Por primera vez en la historia electoral colombiana, el problema no es la escasez de recursos sino la incapacidad del sistema para convertirlos en protección real. El Ministro del Interior, Armando Benedetti, lo confirmó tras una reunión de urgencia del comité de protección: aunque existen los fondos, solo un proveedor se presentó a uno de los cuatro procesos de licitación para blindados. ¿Cómo se explica que nadie quiera vender cuando hay comprador seguro?
Mientras tanto, en regiones como el Catatumbo o el Caquetá, los precandidatos enfrentan un dilema cruel: avanzar con escoltas pero sin movilidad blindada o paralizar sus campañas. Están dando papaya en territorios donde los grupos armados siguen operando. La protección móvil se ha convertido en un bien más escaso que el mismo financiamiento electoral.
El dato es elocuente. La Unidad Nacional de Protección ha destinado 82 vehículos blindados y 33 convencionales para 59 precandidatos presidenciales. Insuficiente. Para cubrir el déficit, las fuerzas militares han desplegado 15.000 efectivos que custodian día y noche a los aspirantes. Pero esta solución es un parche. ¿Es sostenible mantener semejante operativo durante toda la campaña?
Lo cierto es que el problema viene de lejos. En elecciones pasadas, los candidatos se quejaban de falta de presupuesto. Hoy el dinero sobra pero el mercado de blindaje muestra una concentración alarmante. Solo un puñado de empresas domina la técnica y logística requerida, creando un cuello de botella que el Estado no anticipó. La UNP ahora reconoce que subestimó la demanda real cuando comenzaron las precampañas.
El director de la entidad, Augusto Rodríguez, lo admitió sin rodeos: hay una avalancha de solicitudes que supera cualquier proyección. Pero la solución no llega. Mientras los precandidatos al Congreso suman sus propias necesidades, el reloj corre en contra de la seguridad.
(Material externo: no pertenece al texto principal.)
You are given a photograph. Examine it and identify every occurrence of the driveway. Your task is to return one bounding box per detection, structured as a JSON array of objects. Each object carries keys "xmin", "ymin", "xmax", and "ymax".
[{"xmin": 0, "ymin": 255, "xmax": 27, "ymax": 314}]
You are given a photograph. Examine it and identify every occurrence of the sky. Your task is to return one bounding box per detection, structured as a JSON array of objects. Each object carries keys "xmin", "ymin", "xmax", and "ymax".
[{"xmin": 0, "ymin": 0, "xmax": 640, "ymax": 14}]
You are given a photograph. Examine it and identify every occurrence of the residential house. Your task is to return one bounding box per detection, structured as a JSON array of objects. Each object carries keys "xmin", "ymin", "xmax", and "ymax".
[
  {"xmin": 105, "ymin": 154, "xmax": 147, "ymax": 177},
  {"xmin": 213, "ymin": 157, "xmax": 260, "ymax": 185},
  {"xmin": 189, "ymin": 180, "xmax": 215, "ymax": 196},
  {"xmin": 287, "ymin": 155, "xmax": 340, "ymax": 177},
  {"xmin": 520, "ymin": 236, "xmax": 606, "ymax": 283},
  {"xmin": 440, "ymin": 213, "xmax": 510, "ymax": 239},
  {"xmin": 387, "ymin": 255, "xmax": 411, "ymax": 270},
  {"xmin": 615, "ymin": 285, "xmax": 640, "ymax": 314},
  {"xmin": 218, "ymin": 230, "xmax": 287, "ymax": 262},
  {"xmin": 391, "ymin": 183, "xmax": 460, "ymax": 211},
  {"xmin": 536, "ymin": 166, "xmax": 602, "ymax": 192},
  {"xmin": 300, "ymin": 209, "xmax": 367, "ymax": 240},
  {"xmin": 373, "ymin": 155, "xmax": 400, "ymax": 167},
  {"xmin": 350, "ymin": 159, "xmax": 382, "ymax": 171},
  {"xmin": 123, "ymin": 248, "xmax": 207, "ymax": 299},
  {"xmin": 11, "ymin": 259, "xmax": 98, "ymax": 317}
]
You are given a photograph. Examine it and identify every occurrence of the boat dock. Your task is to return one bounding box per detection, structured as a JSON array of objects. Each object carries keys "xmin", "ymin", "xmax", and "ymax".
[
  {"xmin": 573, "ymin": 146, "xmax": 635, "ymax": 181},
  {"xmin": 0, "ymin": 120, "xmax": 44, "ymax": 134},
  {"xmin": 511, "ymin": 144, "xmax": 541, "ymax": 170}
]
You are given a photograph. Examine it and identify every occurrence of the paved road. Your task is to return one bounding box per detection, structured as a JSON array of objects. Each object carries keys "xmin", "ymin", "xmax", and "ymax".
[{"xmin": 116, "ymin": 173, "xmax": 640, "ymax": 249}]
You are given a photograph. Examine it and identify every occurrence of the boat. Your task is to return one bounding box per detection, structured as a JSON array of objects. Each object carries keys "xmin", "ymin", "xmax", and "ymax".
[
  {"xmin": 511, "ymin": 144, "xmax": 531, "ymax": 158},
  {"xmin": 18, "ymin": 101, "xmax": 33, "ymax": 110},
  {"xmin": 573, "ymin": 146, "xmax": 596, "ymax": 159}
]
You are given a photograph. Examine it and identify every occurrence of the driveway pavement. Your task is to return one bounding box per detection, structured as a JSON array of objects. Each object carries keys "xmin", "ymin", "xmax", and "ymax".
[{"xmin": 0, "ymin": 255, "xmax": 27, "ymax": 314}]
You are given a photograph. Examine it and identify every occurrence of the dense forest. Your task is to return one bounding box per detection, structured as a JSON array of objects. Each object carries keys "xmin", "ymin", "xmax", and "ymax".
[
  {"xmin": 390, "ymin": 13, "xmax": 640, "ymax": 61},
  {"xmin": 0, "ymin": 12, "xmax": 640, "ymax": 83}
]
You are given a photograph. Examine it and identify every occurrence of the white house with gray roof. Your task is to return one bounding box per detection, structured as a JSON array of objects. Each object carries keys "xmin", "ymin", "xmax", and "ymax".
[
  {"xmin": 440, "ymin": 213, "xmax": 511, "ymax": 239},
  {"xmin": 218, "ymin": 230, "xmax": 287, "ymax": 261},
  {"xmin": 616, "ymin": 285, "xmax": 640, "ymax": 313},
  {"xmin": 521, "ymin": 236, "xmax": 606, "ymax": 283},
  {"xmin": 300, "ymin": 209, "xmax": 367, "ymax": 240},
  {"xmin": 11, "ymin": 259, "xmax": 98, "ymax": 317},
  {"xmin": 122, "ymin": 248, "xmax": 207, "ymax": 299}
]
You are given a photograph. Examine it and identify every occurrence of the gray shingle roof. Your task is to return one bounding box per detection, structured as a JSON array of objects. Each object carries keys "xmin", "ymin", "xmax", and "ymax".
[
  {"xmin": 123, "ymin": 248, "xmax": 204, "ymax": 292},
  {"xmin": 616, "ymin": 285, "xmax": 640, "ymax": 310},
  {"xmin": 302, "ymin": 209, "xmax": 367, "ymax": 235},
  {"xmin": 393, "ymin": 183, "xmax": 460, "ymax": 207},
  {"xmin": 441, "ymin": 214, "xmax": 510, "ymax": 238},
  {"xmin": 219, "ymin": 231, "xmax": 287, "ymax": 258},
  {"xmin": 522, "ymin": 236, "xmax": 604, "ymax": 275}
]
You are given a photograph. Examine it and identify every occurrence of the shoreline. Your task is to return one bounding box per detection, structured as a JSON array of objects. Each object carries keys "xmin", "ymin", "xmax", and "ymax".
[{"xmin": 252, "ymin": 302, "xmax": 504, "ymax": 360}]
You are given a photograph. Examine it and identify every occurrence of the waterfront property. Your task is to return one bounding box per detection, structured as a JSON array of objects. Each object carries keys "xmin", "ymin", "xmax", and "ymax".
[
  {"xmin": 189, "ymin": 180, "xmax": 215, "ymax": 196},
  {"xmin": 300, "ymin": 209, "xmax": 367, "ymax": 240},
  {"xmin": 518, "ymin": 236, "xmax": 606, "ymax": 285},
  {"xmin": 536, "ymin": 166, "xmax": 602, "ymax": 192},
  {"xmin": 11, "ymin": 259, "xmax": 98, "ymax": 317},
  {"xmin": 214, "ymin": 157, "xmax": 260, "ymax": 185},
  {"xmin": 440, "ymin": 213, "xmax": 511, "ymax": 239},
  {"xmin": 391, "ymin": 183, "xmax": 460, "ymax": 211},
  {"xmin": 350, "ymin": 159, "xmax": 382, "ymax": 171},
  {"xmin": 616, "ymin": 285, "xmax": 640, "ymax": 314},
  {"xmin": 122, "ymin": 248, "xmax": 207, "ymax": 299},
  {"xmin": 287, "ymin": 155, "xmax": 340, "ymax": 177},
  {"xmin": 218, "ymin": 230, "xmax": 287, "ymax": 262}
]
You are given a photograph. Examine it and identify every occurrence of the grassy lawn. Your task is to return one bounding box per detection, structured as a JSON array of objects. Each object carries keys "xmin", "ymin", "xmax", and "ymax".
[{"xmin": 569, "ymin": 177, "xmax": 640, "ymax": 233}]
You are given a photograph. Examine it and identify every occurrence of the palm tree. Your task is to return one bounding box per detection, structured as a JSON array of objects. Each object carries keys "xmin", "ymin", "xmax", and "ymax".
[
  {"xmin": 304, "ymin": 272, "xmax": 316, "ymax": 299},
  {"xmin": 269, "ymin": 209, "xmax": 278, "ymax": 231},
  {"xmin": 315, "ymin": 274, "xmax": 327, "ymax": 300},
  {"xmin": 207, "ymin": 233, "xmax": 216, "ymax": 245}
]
Esto no es un problema logístico. Es de vida o muerte.
La dependencia de un monopolio de blindaje preocupa a expertos. Si solo una empresa controla el mercado, ¿qué garantías hay de que los precios no se disparen? ¿O de que los tiempos de entrega no se alarguen indefinidamente? El Estado está entre la espada y la pared: necesita protección inmediata pero no puede crear competencia de la noche a la mañana.
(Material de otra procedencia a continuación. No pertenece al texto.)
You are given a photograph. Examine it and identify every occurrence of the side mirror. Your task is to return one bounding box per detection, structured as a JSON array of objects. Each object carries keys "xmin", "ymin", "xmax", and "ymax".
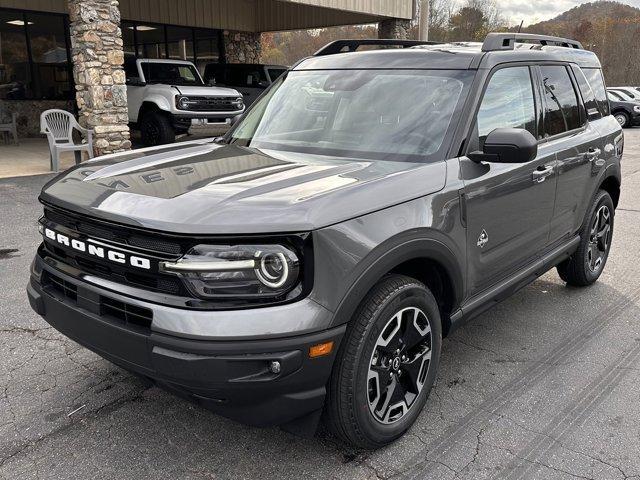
[{"xmin": 469, "ymin": 128, "xmax": 538, "ymax": 163}]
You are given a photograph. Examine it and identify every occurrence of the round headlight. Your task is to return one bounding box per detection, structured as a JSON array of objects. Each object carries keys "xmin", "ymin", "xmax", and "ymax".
[
  {"xmin": 255, "ymin": 253, "xmax": 289, "ymax": 288},
  {"xmin": 178, "ymin": 97, "xmax": 190, "ymax": 110}
]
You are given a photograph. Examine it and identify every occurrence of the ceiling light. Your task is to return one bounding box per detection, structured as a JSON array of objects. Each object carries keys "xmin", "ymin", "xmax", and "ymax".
[{"xmin": 7, "ymin": 20, "xmax": 33, "ymax": 27}]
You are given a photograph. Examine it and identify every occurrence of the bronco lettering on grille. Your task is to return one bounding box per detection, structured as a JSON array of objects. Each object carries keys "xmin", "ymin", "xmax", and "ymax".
[{"xmin": 44, "ymin": 227, "xmax": 151, "ymax": 270}]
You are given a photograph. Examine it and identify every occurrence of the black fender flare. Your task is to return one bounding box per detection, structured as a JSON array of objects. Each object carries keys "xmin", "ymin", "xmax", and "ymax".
[{"xmin": 332, "ymin": 229, "xmax": 466, "ymax": 326}]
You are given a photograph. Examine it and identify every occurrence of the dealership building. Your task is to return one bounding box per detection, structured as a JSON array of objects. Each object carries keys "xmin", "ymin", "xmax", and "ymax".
[{"xmin": 0, "ymin": 0, "xmax": 414, "ymax": 153}]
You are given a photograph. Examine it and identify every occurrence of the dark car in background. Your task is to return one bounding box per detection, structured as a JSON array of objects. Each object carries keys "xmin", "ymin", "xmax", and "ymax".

Más de mil servicios de protección se han activado usando recursos militares, pero los blindados siguen siendo el eslabón perdido. Un precandidato en Nariño contó cómo debe planificar sus desplazamientos con semanas de anticipación, coordinando con el Ejército porque su blindado prometido no llega. Así no se puede hacer campaña. Así se pone en riesgo la democracia.
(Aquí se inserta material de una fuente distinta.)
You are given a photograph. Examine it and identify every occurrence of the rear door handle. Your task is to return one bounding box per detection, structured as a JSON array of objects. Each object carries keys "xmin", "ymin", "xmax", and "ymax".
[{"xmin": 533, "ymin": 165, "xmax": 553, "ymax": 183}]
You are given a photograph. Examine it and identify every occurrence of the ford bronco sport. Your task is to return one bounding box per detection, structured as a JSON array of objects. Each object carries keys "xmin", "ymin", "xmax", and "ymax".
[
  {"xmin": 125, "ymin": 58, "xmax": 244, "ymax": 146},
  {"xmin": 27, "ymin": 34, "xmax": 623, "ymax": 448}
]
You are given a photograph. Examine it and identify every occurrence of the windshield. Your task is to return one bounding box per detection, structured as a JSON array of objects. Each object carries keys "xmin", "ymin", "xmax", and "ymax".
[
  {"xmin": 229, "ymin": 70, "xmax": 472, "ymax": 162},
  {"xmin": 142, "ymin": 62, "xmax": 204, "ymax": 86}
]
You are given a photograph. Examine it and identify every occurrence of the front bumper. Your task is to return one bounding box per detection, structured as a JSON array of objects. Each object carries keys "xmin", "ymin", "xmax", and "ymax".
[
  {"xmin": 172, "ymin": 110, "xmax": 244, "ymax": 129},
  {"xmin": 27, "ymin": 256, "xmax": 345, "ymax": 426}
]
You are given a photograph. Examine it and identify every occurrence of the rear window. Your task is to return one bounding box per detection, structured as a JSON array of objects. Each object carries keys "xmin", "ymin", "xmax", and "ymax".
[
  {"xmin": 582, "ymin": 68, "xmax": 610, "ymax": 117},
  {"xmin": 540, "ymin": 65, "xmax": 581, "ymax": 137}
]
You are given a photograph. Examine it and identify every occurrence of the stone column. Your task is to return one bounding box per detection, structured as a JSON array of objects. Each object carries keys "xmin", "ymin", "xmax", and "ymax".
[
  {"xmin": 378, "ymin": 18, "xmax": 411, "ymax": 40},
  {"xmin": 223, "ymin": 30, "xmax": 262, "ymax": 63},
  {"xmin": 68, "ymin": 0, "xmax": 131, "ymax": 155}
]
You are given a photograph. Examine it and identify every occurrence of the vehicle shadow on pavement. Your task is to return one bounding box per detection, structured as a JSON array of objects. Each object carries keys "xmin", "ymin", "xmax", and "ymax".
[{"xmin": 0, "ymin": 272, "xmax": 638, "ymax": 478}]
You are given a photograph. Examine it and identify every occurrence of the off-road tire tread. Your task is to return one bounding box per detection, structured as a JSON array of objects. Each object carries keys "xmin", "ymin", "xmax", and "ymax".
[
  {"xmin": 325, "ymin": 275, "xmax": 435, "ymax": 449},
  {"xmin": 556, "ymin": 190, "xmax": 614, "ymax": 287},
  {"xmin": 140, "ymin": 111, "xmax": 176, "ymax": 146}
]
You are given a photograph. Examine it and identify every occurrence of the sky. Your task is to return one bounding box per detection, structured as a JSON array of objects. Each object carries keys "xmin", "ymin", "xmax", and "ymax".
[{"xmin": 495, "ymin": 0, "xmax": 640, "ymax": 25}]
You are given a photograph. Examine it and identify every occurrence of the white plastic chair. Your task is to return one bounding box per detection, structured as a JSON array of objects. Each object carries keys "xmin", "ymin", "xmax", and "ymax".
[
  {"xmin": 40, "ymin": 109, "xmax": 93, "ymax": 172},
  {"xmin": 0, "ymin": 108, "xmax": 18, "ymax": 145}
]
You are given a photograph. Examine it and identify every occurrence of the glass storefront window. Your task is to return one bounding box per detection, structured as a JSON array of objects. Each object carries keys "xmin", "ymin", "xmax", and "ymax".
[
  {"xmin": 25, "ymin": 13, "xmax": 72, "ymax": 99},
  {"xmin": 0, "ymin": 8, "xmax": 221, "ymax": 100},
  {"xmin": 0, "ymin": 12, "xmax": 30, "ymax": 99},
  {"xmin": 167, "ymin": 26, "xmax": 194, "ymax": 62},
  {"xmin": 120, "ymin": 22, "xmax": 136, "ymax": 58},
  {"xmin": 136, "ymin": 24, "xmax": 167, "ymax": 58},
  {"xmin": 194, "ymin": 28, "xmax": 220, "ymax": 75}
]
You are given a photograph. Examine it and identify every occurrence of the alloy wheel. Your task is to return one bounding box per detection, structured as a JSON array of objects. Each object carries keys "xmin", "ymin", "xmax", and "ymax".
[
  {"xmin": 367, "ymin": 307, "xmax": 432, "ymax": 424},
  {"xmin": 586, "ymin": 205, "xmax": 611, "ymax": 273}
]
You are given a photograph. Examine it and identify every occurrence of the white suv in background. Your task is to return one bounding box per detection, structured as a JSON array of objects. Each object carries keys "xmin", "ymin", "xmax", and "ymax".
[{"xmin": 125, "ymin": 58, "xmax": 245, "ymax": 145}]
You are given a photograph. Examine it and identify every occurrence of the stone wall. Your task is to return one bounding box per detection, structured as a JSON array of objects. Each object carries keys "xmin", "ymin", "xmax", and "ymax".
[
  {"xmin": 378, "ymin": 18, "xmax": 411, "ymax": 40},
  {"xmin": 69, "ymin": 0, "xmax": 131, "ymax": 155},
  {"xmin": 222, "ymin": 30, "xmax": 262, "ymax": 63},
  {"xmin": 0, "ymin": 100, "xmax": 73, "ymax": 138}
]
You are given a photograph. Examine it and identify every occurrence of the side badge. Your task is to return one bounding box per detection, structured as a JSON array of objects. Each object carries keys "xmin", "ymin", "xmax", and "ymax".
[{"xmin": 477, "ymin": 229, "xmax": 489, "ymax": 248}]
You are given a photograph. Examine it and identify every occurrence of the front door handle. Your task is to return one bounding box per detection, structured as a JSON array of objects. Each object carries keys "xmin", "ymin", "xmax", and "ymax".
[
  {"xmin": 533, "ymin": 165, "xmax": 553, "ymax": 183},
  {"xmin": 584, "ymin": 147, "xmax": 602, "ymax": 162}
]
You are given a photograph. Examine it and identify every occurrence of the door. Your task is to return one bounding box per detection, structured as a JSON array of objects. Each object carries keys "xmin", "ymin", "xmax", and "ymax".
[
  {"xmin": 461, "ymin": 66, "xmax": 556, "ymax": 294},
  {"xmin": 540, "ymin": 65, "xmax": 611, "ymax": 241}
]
El Gobierno promete un plan de acción inmediato, pero los meses de espera ya están causando estragos. La pregunta que queda flotando es incómoda: ¿estamos protegiendo las instituciones o exponiendo a quienes las representan? El dinero está. La voluntad política parece estar. Pero los blindados no aparecen.
Mientras el Estado busca respuestas, los precandidatos siguen en la olla, esperando que el mercado reaccione o que la inventiva institucional encuentre alternativas. La próxima vez que un candidato recorra una carretera secundaria sin blindaje, recordemos que no es por pobreza presupuestal. Es por una falla de mercado que podría costarle caro al país.